In most of the chromosomes (e.g. Cn01), genes are abundant toward the extremities and less frequent in between, indicating the presence of the centromere (Fig. 1b). Gene density ranged from 1 to 59 gene/Mb, similar to what is observed e.g. in peach45 and jujube46. The pattern presented by transposable elements (TE) is opposite to that of genes. They mostly consist of LTR retrotransposons (Fig. 1c, d). TEs tend to accumulate toward centromeres and a few chromosomes appear to be acrocentric (Cn09, Cn12, Cn13, and Cn16). Figure 1f represents synteny with oil palm. Orthologous genes were found in all chromosomes. Sectors left blank corresponds to TE-rich regions where orthologs are rare or absent. Cn02 and Cn08 present evidence of chromosome fusions, parts of them being homologous to different oil palm chromosomes, and peaks of TE are located precisely at the points where chromosome fusion took place. Cn15, already mentioned, presents an irregular pattern. The GC content is distributed unevenly in most pseudochromosomes and tends to be higher in gene-rich regions (Fig. 1e). Paralogy within the coconut genome is represented by the inner gray lines.

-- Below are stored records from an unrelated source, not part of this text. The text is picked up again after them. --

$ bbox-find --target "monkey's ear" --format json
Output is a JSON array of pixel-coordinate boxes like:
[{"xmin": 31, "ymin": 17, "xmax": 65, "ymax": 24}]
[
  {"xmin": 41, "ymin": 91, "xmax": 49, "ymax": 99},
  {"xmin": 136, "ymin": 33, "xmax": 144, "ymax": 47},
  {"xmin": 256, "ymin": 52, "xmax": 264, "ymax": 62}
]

### Whole-genome duplications and the origin of coconut palm

An analysis of the size and frequency of paralogous gene families accumulated in the coconut genome provided a record of the whole-genome duplication process. Based on results obtained in other palm species47,48, we expected to find extensive homology resulting from two whole-genome duplication (WGD p and τ). We were able to verify this using Ks and 4DTv analyses. By aligning 28,039 coconut gene sequences among themselves and performing Ks analysis, we were able to represent paralogy in a dot plot showing extensive segmental duplication between coconut pseudochromosomes (Supplementary Fig. S5). The distribution of Ks presented two main peaks and by comparison with other model plants, we could assign the first one around Ks ≈ 0.32 to WGD p shared by palms and the second one, around Ks ≈ 0.88, to WGD τ shared by commelinids, which are represented in Supplementary Fig. S5a by pink dots and blue dots, respectively. The erosion of the synteny is more pronounced in the latter case, which confirms that it is the oldest one. This allowed us to identify 2666 paralog protein pairs, forming 85 paralogous gene blocks (Supplementary Data 1) that could be grouped further into 13 blocks according to the chromosome pairs involved.

We further studied the distribution of 4DTv (a subset of synonymous mutations) between the coconut and oil palm genomes as well as within genomes. Based on 2490 paralogous gene pairs in 260 collinear regions of the coconut genome, we assessed the distribution of 4DTv distances among coconut genes, which showed two distinct peaks: 4DTvB ≈ 0.125 and 4DTvB ≈ 0.358 (Fig. 3a). The distribution in oil palm was very similar. In the same way as with Ks, these can be attributed respectively to WGD p and to WGD τ. With both Ks and 4DTvB, the ratios of the distances for WGD p and WGD τ is ~2.8. Distances between coconut and oil palm homologs exhibited an additional peak at 4DTvB ≈ 0.05. This peak would correspond to a speciation event involving the most recent common ancestor of coconut and oil palm, resulting in the ancestral lines of Attaleineae and Elaeidineae, respectively.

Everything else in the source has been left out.